Coder Social home page Coder Social logo

surrealyz / disinfo-infra-public Goto Github PK

View Code? Open in Web Editor NEW

This project forked from ahounsel/disinfo-infra-public

0.0 0.0 0.0 10.37 MB

Source code and training data for the academic paper "Identifying Disinformation Websites Using Infrastructure Features"

JavaScript 7.41% HTML 10.23% Python 82.37%

disinfo-infra-public's Introduction

Identifying Disinformation Websites Using Infrastructure Features

Source code and training data for the academic paper available here.

Structure

  • bin - Contains all entry points for the system

  • system - All source code for system, including fetching and classifying data

  • analysis - All code to analyze classification performance

Installation

Steps to Develop on disinfo-infra

  1. Create Python virtual environment (optional) to avoid conflicts with local packages : python3 -m venv name-of-environment
  2. Activate the virtual environment to install packages in isolated environment: source name-of-environment/bin/activate
  3. Install required dependencies for disinfo-infra via pip: pip install -r requirements.txt
  4. Setup development environment install via setup.py: python setup.py develop This allows changes to be tracked while developing without re-installation on each change
  5. Develop!
  6. If you want to deactivate the virtual environment: deactivate

Steps to install and run code (NOT FOR DEVELOPMENT)

  1. Download source
  2. pip install -r requirements.txt
  3. python setup.py install

Entry Points

disinfo_net_data_fetch.py - continually fetches new domains and raw data for those domains, implemented domain pipes include reddit, twitter, certstream, and domaintools.

disinfo_net_train_classifier.py - script that trains the classifier from designated training data.

disinfo_net_classify.py - script to classify raw data fetched by disinfo_data_fetch.py. It extracts features, classifies websites, and inserts them into a database table named by the user.
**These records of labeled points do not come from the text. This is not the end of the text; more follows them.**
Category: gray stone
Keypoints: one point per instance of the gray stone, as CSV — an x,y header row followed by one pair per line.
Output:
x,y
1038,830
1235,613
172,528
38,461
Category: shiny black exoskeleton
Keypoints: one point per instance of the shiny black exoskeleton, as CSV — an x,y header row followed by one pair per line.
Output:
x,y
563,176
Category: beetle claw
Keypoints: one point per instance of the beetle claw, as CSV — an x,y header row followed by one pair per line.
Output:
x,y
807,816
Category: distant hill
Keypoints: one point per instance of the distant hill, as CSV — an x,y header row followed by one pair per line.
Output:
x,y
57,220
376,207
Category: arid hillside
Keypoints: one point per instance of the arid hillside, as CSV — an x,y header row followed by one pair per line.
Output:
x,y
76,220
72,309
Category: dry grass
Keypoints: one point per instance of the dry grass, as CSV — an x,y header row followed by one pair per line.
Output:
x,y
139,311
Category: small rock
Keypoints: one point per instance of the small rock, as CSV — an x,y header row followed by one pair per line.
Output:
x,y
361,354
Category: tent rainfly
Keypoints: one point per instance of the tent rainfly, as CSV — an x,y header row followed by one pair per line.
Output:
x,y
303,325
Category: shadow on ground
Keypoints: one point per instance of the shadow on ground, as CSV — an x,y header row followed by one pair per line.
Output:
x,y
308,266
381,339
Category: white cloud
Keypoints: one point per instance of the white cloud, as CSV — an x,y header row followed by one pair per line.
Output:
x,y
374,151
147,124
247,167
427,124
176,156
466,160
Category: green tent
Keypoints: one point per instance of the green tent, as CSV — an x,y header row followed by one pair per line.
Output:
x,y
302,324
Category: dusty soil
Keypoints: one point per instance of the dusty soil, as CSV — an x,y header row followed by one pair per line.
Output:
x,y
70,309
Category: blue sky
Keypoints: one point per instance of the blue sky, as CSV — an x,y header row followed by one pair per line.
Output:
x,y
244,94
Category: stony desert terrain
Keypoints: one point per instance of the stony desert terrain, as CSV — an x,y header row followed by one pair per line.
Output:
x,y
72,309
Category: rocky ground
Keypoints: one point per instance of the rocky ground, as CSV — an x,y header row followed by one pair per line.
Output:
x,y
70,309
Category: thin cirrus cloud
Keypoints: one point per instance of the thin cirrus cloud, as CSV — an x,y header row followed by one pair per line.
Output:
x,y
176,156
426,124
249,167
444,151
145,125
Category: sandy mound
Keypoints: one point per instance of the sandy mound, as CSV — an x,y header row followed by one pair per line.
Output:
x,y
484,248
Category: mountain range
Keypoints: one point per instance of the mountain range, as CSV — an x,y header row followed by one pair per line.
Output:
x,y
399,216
It can be run in "live" mode where it constantly classifies new domains as they are fetched from disinfo_data_fetch.py or it can classify an entire database of candidate domains at once.

System Structure

  1. Orchestrate - contains a conductor class that handles thread creation for domain pipes and worker threads, a worker thread class that fetches raw data for a domain, and a classification thread class that extracts features from raw data and classifies them.

  2. Classify - Classifier class that has classes and functions for training, extracting features, and classifying candidate domains

  3. Features - Classes to both fetch raw data and extract features from that raw data.

  4. Pipe - contains an abstract base class for domain pipes that creates a standard interface for what the system expects when a domain is processed: current implementations of this ABC include Reddit, Twitter, Certstream, and DomainTools domain pipes

  5. Postgres - Classes to interact with a postgres database including inserting, checking, and retrieving data.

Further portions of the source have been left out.